The difference is that jail residents receive better support locally than in facilities that may require hours of driving for their families. They will be more likely to continue utilizing services offered in jail if they can continue working on changes with local mentors.

Asst. Admiistrator Lt. Kaitlin Armstrong is in charge of jail standards and services at Oxford County Jail, which was revamped to a full service corrections facility last year. Nicole Carter / Advertiser Democrat

To go from temporarily housing a handful of suspects to becoming a home for 40 or more people serving sentences or awaiting trial for months, last year Dillingham had to hire and train 11 new corrections officers to join the 12 who already worked there full time. One of those hires was  Assistant Jail Administrator Lt. Kaitlin Armstrong, who worked for the Maine Department of Corrections in several capacities. She holds a PhD in criminal justice from Liberty University in Virginia.

It is up to Armstrong to plan and execute programs for the 40 or so incarcerated residents. Since starting at the Oxford County Jail in the spring of 2021 before it reopened, Armstrong has become the lead person managing jail standards and daily life, from arranging for medical care to spiritual support, education, recreation, mental health and substance use recovery.

Armstrong has established a high school diploma program at the jail. When she began it more than a year ago, in partnership with Oxford Hills Nezinscot Adult Education, just one jail resident began taking classes. Currently there are four enrolled. Two have passed their equivalency exams. Armstrong says that a few have continued working toward their degree after being released.


“We have one religious service that I call Bible study that is more to read scripture,” she continued. “It tends toward Christian/Catholic (faith) but it’s not restrictive. And we have more of a church group, where people with any sort of religious background or no religious background, can come and support each other. That’s the more popular group, it’s more open and relaxed.
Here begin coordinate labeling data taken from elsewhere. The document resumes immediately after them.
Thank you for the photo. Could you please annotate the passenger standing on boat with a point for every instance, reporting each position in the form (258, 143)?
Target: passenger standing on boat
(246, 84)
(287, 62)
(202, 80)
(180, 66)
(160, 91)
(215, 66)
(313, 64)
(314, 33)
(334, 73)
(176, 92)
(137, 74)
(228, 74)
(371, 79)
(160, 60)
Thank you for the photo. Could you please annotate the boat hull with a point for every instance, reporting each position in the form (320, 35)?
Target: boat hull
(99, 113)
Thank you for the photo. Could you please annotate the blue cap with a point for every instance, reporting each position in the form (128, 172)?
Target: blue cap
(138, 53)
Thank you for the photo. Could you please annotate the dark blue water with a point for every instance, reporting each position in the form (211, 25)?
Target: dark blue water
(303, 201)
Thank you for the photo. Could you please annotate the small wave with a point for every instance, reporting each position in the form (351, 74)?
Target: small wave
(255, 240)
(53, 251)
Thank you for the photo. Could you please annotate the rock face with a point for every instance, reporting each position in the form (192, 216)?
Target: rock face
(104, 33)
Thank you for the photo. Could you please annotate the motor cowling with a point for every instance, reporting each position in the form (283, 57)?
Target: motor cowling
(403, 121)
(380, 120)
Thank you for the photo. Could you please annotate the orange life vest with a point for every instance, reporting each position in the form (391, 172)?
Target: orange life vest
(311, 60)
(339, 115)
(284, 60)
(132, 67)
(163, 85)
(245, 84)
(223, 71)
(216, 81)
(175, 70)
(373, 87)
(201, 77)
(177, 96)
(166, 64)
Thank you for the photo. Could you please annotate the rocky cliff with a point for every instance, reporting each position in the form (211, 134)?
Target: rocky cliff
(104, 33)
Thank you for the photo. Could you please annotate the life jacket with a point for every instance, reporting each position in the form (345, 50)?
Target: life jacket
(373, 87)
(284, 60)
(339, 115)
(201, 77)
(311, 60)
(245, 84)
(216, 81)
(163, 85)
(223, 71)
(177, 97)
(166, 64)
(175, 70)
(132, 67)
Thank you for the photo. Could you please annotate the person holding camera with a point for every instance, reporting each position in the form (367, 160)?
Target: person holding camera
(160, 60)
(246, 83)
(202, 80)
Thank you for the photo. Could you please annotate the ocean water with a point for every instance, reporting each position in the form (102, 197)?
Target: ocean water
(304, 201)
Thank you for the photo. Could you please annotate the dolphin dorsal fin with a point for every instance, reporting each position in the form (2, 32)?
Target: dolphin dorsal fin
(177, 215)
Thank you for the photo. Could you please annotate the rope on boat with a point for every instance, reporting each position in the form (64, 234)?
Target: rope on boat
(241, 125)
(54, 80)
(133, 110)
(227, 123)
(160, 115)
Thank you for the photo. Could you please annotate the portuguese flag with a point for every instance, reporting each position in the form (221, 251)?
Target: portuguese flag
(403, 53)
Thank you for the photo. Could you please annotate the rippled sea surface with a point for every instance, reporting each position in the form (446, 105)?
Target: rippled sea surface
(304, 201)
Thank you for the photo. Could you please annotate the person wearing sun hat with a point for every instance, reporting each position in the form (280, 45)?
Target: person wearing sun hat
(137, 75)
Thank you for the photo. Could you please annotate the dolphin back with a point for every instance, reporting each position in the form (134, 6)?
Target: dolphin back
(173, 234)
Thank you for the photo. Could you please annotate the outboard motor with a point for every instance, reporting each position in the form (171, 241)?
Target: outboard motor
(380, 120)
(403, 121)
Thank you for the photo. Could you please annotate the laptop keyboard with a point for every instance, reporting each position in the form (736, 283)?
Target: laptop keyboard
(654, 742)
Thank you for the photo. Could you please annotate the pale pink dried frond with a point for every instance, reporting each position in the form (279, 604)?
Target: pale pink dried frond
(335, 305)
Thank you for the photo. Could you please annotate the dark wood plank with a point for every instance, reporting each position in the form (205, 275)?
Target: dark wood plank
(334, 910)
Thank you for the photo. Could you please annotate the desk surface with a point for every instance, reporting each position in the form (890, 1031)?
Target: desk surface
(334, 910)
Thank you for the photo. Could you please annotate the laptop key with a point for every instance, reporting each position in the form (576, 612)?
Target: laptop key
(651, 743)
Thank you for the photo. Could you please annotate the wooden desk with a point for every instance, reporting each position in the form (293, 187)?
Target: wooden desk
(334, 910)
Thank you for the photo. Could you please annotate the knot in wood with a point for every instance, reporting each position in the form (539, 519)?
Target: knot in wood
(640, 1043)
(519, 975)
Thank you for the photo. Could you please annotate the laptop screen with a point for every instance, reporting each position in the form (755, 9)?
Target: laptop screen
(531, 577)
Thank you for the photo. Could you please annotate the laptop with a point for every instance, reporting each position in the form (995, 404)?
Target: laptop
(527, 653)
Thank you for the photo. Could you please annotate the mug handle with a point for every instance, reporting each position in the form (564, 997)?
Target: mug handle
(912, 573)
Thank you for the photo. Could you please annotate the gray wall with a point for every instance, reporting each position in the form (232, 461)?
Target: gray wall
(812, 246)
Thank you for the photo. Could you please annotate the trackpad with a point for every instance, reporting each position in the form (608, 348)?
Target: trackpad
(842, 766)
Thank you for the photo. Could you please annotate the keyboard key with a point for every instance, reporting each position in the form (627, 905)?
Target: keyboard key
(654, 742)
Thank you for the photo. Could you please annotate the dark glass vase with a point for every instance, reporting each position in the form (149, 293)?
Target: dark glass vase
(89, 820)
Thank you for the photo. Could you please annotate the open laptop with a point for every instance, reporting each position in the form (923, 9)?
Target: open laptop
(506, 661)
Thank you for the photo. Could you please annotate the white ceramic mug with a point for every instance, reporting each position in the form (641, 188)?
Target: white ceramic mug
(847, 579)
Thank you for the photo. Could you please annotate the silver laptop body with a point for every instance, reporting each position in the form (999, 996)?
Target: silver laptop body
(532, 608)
We also have a recovery group that comes in. It encompasses several programs, whether it’s for alcohol, narcotics, any sort of addictive background. It’s very open. Currently there is one guy who joined because he wants to quit smoking cigarettes.”

From left: Oxford County Jail Administrator Dana Dillingham, Cpl. Renee Shanks and Asst. Administrator Lt. Kaitlin Armstrong. Nicole Carter / Advertiser Democrat

Armstrong leads enrichment activities, like a multi-media arts group. Next spring residents will plant a garden to raise salad vegetables for themselves. If a someone wants to request a certain snack added to the commissary or suggest an activity as reward in the jail’s monthly Incentives Program, they write her a letter. They write her thank you letters as well.

With the Incentives Program, once a month she will facilitate a group reward for good behavior. It might mean she cooks a pancake breakfast, arranges a movie night or gets pizza delivered. It’s a chance for residents to have a good time for a few hours, that they have earned. The program is funded through profits of commissary sales and a benefit fund provided by phone service providers.

It is not just the residents who appreciate what Armstrong does at Oxford County Jail.

“Hiring Kaitlin was probably the best decision I made overall as we ramped up to full service,” Dillingham said. “This job is perfect for her.”